Zusammenfassung des Tages: Worauf Investoren achten sollten

  1. Zentralbanken der EM: Signalisieren Brasilien und Südafrika den Beginn eines Zinssenkungszyklus? Eine sanfte Rhetorik wird die Nachfrage nach Risiko auf den Schwellenmärkten (Anleihen, Aktien) stützen, während unerwartet „hawkish“ Töne die Währungen (Real, Rand) lokal stärken und die Risikobereitschaft für EM-Vermögenswerte dämpfen könnten.
  2. Apple – Technologischer Benchmark: Der Bericht und die Prognose von Apple werden die Stimmung im Technologiesektor global bestimmen. Starke Verkäufe und eine optimistische Prognose werden eine positive Dynamik für den Nasdaq und S&P 500 setzen, während schwache Zahlen Gewinnmitnahmen im Technologie­bereich auslösen könnten. Investoren sollten bewerten, wie die Verbraucher auf die Neuheiten von Apple reagieren und ob das Wachstum der margenstarken Dienstleistungen anhält.

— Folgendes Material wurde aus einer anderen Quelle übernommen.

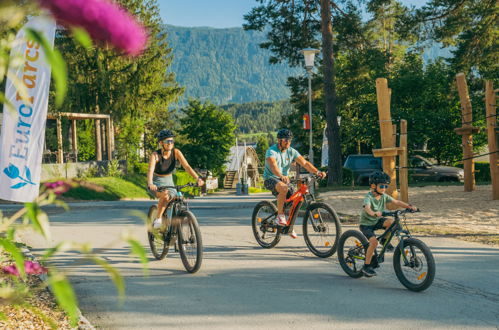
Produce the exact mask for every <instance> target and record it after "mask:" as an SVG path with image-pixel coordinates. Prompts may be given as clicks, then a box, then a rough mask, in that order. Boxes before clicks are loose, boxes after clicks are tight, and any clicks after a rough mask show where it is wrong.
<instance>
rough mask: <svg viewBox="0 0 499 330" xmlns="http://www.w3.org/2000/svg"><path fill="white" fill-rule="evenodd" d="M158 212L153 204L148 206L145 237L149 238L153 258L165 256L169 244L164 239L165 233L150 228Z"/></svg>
mask: <svg viewBox="0 0 499 330" xmlns="http://www.w3.org/2000/svg"><path fill="white" fill-rule="evenodd" d="M157 214H158V207H157V206H156V205H153V206H151V207H150V208H149V212H148V214H147V219H148V224H147V226H148V229H147V238H148V240H149V246H150V247H151V252H152V255H153V256H154V258H156V259H158V260H161V259H164V257H166V255H167V254H168V248H169V244H168V242H166V240H165V233H164V232H162V231H160V230H158V229H154V228H152V222H153V221H154V219H156V216H157Z"/></svg>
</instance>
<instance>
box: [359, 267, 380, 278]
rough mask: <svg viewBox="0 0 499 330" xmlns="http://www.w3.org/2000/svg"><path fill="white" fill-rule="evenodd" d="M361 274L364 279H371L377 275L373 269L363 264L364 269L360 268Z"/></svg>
mask: <svg viewBox="0 0 499 330" xmlns="http://www.w3.org/2000/svg"><path fill="white" fill-rule="evenodd" d="M362 273H363V274H364V276H366V277H373V276H376V275H377V274H376V272H375V271H374V269H373V268H372V267H371V265H365V264H364V267H362Z"/></svg>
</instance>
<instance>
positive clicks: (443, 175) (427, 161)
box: [343, 154, 464, 185]
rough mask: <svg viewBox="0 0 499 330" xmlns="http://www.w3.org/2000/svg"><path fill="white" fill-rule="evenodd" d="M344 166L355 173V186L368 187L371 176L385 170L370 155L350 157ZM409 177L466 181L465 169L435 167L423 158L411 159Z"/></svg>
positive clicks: (378, 163) (438, 166) (354, 176)
mask: <svg viewBox="0 0 499 330" xmlns="http://www.w3.org/2000/svg"><path fill="white" fill-rule="evenodd" d="M343 166H344V167H346V168H348V169H350V170H351V171H352V172H353V176H354V180H355V184H358V185H368V184H369V174H371V173H372V172H374V171H376V170H382V169H383V166H382V161H381V158H379V157H374V156H373V155H370V154H365V155H349V156H348V157H347V160H346V161H345V164H344V165H343ZM409 175H410V176H411V178H412V180H414V181H431V182H445V181H454V182H462V181H463V180H464V171H463V169H461V168H458V167H451V166H440V165H434V164H432V163H431V162H430V161H429V160H428V159H426V158H424V157H421V156H411V157H409Z"/></svg>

  3. Zahlungsnachfrage und Konsum: Die Ergebnisse von Visa (und dem morgendlichen Mastercard) dienen als Indikator für die Gesundheit der globalen Verbrauchernachfrage. Ein Anstieg der Zahlungs- und Reisetransaktionen wird die Robustheit der Wirtschaft trotz hoher Kredite bestätigen. Sollten die Zahlungsunternehmen jedoch Anzeichen einer Verlangsamung der Ausgaben feststellen, könnte dies die Besorgnisse über einen Rückgang des globalen Konsums im Jahr 2026 verstärken.
  4. Europäische und asiatische Unternehmen: Die Blockveröffentlichung der Berichterstattung in Europa und Asien (SAP, Roche, Samsung, Hitachi usw.) wird die regionale Gewinnentwicklung zeigen. Über den Erwartungen liegende Veröffentlichungen werden den lokalen Indizes Euro Stoxx 50 und Nikkei 225 Auftrieb geben und bestätigen, dass sich die Wirtschaft an die neuen Gegebenheiten anpasst. Eine Serie von schwachen Berichten könnte jedoch die Volatilität verstärken und das Interesse der Investoren auf defensive Anlagen lenken.
  5. Makrodaten USA: Obwohl der Markt an die wöchentlichen Statistiken gewöhnt ist, könnten ein plötzlicher Anstieg der Anträge auf Arbeitslosenhilfe oder eine drastische Veränderung der Handelsbilanz/Aufträge die Erwartungen hinsichtlich der Fed-Politik beeinflussen. Investoren sollten darauf achten, ob der Trend einer „sanften Landung“ der Wirtschaft anhält: Niedrige Kündigungen, starke Produktion und ausgewogene Handelsbeziehungen werden das Vertrauen stärken, während negative Überraschungen die Gespräche über Rezessionsrisiken verstärken könnten.